Interviewed last year about the state of British musicals, Tim Rice commented, "The crisis is not with performers, it's with new writers. All the British guys who have written successful, good new musicals in the last 20 years have been getting on a bit. There's Elton [John] and Andrew and I, but where are all the young guys? Now he's putting his money, in every sense (he's also above the title as lead co-producer of the show with Lee Menzies), where his mouth is, and backing one of those younger guys: while it is his own first brand-new show in 13 years, the composer Stuart Brayson is making his West End debut, with only a couple of previous efforts produced in Liverpool and Blackpool.
Together, however, they are not the new Lloyd Webber and Rice, let alone the new Rodgers and Hammerstein whose South Pacific this regularly reminds you of, but can't come near to matching. Both musicals are based on wartime autobiographical novels (by James Michener for South Pacific and James Jones for From Here to Eternity), and both set on US military bases stationed on islands where the men are waiting to go into action.
While the earlier show, premiered just four years after the Second World War ended, has an authentic flavour full of R&H's characteristic throbbing romanticism that drenches it in feeling as well as delight, From Here to Eternity strives for something even more earnest and gritty. But Bill Oakes -- a former record executive, producer and musical supervisor turned screenwriter and book writer now -- doesn't bind the competing strands of its narrative that follows three soldiers into something truly compelling.

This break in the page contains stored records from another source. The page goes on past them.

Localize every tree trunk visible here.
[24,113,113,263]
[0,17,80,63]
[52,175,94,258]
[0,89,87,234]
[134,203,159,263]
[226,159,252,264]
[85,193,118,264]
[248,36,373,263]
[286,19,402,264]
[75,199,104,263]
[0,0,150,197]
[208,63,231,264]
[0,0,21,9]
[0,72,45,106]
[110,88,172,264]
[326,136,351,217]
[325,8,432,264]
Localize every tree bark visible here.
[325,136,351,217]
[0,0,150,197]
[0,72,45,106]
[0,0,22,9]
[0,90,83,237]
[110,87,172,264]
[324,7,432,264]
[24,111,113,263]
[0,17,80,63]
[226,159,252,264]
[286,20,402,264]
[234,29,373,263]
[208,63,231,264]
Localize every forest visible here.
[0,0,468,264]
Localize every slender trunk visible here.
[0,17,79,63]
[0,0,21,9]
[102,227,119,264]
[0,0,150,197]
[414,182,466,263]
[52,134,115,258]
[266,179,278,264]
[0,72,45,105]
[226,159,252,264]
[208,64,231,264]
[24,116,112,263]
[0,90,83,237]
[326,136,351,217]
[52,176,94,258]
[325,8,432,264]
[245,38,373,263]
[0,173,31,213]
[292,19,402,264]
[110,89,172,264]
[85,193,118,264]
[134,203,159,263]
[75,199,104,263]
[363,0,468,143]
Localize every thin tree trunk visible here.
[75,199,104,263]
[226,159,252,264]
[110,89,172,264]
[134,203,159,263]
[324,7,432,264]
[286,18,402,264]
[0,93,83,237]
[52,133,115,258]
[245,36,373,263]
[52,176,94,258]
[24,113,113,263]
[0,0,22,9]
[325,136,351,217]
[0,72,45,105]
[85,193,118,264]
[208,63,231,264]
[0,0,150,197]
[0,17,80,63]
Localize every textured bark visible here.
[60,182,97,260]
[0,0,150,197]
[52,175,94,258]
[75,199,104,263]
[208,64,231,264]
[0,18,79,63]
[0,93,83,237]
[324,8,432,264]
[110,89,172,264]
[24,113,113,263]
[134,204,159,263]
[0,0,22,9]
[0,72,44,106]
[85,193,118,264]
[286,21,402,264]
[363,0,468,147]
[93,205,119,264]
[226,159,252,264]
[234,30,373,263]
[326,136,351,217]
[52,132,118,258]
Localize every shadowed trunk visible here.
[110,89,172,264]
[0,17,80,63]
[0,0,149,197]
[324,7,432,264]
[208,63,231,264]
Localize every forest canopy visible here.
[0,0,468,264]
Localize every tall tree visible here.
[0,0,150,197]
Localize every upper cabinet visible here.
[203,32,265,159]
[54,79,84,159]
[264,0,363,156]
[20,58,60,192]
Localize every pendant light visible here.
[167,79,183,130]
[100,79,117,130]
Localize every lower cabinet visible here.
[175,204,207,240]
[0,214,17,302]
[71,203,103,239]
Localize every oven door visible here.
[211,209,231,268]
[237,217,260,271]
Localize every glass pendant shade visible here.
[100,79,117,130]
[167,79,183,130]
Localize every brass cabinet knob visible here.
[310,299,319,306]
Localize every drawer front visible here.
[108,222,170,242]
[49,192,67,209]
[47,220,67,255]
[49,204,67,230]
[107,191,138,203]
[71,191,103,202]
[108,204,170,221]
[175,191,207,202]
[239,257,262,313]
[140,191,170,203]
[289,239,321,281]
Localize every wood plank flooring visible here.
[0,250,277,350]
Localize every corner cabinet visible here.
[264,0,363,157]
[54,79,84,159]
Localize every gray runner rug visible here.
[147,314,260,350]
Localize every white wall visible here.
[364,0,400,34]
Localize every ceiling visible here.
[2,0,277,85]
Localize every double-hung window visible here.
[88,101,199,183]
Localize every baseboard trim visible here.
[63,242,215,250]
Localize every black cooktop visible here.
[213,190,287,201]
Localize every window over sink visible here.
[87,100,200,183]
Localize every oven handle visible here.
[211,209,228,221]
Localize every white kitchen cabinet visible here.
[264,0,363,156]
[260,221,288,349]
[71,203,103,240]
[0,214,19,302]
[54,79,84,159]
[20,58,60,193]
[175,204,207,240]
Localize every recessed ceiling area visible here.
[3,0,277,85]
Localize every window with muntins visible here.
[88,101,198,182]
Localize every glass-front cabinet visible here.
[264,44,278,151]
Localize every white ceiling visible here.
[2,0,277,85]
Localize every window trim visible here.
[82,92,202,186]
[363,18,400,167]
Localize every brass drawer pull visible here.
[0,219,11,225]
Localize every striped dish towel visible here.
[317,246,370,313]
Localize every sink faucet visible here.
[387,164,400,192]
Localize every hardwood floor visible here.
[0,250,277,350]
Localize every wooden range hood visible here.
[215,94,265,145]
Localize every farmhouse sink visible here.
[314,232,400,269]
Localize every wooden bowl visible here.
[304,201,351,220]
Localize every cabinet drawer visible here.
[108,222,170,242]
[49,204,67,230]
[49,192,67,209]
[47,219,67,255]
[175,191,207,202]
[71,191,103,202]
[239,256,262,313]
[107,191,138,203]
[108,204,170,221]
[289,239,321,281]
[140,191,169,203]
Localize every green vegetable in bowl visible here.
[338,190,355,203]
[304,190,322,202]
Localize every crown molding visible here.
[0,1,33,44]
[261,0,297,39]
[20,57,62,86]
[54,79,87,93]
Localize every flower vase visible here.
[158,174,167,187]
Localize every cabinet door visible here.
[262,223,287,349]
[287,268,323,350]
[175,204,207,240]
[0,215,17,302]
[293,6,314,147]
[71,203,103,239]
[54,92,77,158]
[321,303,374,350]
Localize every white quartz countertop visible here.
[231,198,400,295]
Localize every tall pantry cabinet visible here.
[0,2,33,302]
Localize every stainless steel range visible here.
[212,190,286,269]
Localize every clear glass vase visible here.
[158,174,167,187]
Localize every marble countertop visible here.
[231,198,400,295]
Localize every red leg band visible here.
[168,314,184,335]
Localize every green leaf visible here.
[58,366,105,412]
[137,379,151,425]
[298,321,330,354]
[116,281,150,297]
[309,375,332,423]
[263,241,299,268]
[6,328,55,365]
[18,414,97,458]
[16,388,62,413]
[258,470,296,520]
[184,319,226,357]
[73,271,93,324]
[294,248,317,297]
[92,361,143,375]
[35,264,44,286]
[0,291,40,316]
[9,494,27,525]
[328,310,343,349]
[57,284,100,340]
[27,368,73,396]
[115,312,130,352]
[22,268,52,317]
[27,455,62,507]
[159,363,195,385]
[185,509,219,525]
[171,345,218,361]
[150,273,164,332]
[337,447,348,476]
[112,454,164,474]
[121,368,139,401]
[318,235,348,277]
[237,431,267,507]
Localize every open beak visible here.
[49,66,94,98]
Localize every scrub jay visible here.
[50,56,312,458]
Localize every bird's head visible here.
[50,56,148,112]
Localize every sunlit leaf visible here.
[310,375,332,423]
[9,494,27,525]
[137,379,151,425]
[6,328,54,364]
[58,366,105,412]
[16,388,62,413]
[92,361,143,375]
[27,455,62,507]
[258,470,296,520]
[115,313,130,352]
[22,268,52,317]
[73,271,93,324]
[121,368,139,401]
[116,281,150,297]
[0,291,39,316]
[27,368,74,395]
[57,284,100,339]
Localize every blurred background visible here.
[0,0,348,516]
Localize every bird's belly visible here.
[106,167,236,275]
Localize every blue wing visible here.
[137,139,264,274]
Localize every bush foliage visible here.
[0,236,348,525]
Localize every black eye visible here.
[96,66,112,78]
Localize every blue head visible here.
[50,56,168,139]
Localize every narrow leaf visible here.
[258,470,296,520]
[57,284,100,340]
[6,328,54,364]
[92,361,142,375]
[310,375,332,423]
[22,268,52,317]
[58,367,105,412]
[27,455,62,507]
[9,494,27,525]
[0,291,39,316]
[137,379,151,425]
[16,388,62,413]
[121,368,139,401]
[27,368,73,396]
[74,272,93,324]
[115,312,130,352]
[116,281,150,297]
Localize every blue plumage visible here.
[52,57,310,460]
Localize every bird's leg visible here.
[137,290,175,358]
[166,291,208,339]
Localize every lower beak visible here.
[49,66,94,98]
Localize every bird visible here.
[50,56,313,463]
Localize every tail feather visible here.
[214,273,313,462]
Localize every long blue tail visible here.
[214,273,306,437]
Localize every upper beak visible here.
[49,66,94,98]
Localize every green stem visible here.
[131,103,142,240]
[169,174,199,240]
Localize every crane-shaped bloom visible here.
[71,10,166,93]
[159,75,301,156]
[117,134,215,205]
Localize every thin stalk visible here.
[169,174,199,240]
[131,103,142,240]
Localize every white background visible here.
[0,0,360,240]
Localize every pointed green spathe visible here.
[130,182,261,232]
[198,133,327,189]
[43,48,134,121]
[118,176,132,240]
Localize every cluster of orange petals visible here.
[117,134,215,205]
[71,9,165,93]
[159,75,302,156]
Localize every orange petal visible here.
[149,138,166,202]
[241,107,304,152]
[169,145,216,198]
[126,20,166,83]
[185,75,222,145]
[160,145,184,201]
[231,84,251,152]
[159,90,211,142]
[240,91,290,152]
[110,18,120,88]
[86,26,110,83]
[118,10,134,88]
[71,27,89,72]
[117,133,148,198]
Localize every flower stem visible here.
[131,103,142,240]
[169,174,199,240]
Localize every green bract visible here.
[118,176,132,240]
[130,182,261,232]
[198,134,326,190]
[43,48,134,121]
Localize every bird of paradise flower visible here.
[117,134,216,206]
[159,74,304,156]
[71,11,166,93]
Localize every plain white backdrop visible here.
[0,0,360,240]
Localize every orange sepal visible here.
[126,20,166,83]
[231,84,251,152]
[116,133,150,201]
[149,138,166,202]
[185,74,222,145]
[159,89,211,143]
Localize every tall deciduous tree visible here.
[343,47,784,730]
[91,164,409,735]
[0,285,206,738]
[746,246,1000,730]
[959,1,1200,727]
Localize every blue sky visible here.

There's lots of incident triggered by a series of military insubordinations, from one soldier who is working the local gay bar for financial favours (in the case of Ryan Sampson's diminutive Private Angelo Maggio) while another (Darius Campbell's oddly wooden Mit Warden) embarks on a dangerous affair with his platoon sergeant's wife, and one more (Robert Lonsdale's brooding Private Robert E Lee Prewitt) falls in love with a local prostitute. The show also duly requires an endless range of locations, neatly conjured in Soutra Gilmour's design, but key moments (like the one best known from the 1953 movie version of a sex scene on the beach or the Japanese attack on the island) depend on Jon Driscoll's video design, which feels a bit clunky.
But then the chunky (nearly three hour) show is, for all its arresting sense of scale, strangely dull. Despite all that incident, nothing much happens for nearly two hours, until the attack on Pearl Harbour finally arrives to finally give it real dramatic purpose. Still, there are some compensating pleasures. Bryson's score is as atmospherically layered as the design -- you could come out singing both -- and played with fierce commitment under orchestrator/musical supervisor David White and Tom Deering's musical direction, heavy on brass and ukulele rather than strings.
Javier de Frutos's typically muscular choreography lends it an appealingly masculine bravura, and the massive company of 33 give it their all (and sometimes a bit too much).
"This isn’t a major musical to rival South Pacific but in a West End awash with shows for kids and kidults it dares to speak to our inner grown-up about frustrated yearning, fleeting romance and pluck. "
Dominic Cavendish for Daily Telegraph
"...The show, however, is executed with considerable skill. Brayson's score encompasses a variety of styles including military chorales, Hawaiian hula routines and bluesy solos. "
Michael Billington for The Guardian
" This one is a hoot, not necessarily by intention. It contains soupy tunes, glistening biceps, reality star Darius Campbell and his jawline, and generally more corn than even the leading breakfast cereal brands.
Quentin Letts for The Daily Mail
"For all the show's many defects, though, you come away impressed by its seriousness of purpose."
Paul Taylor for The Independent
"It’s vigorous and generally slick, but at times feels trite."
Henry Hitchings for The Evening Standard
"It’s a commendably ambitious work that makes a refreshing addition to the West End menu."